Kavli Affiliate: Jia Liu
| First 5 Authors: Wenhan Yao, Jiangkun Yang, Yongqiang He, Jia Liu, Weiping Wen
| Summary:
Speech recognition is an essential start ring of human-computer interaction,
and recently, deep learning models have achieved excellent success in this
task. However, when the model training and private data provider are always
separated, some security threats that make deep neural networks (DNNs) abnormal
deserve to be researched. In recent years, the typical backdoor attacks have
been researched in speech recognition systems. The existing backdoor methods
are based on data poisoning. The attacker adds some incorporated changes to
benign speech spectrograms or changes the speech components, such as pitch and
timbre. As a result, the poisoned data can be detected by human hearing or
automatic deep algorithms.
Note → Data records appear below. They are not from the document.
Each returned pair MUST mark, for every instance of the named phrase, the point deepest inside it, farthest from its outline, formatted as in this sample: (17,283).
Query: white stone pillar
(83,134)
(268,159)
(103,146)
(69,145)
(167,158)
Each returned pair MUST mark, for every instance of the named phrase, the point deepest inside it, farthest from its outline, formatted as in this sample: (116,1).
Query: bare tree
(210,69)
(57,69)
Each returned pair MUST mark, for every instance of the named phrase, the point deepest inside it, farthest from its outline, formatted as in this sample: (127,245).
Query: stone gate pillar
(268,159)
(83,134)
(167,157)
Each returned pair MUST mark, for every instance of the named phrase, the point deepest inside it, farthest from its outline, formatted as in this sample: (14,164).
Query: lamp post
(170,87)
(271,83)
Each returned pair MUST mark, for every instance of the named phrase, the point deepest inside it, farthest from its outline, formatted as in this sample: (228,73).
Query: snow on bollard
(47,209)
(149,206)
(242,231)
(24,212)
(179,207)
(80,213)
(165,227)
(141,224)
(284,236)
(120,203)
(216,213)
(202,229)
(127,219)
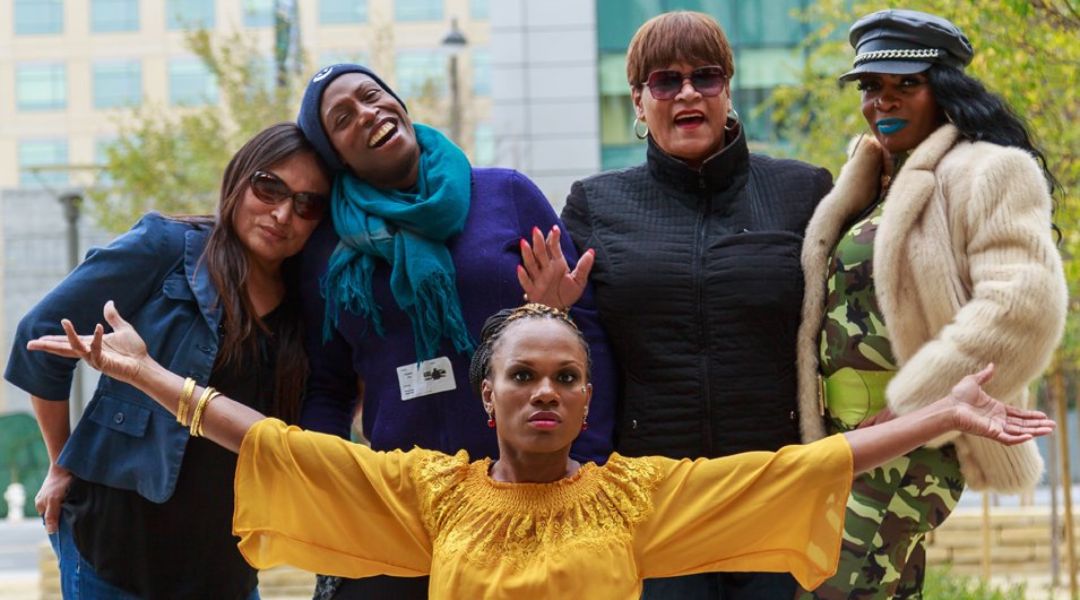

To improve the stealthiness of data poisoning, we
propose a non-neural and fast algorithm called Random Spectrogram Rhythm
Transformation (RSRT) in this paper. The algorithm combines four steps to
generate stealthy poisoned utterances. From the perspective of rhythm component
transformation, our proposed trigger stretches or squeezes the mel spectrograms
and recovers them back to signals. The operation keeps timbre and content
unchanged for good stealthiness. Our experiments are conducted on two kinds of
speech recognition tasks, including testing the stealthiness of poisoned
samples by speaker verification and automatic speech recognition. The results
show that our method has excellent effectiveness and stealthiness. The rhythm
trigger needs a low poisoning rate and gets a very high attack success rate.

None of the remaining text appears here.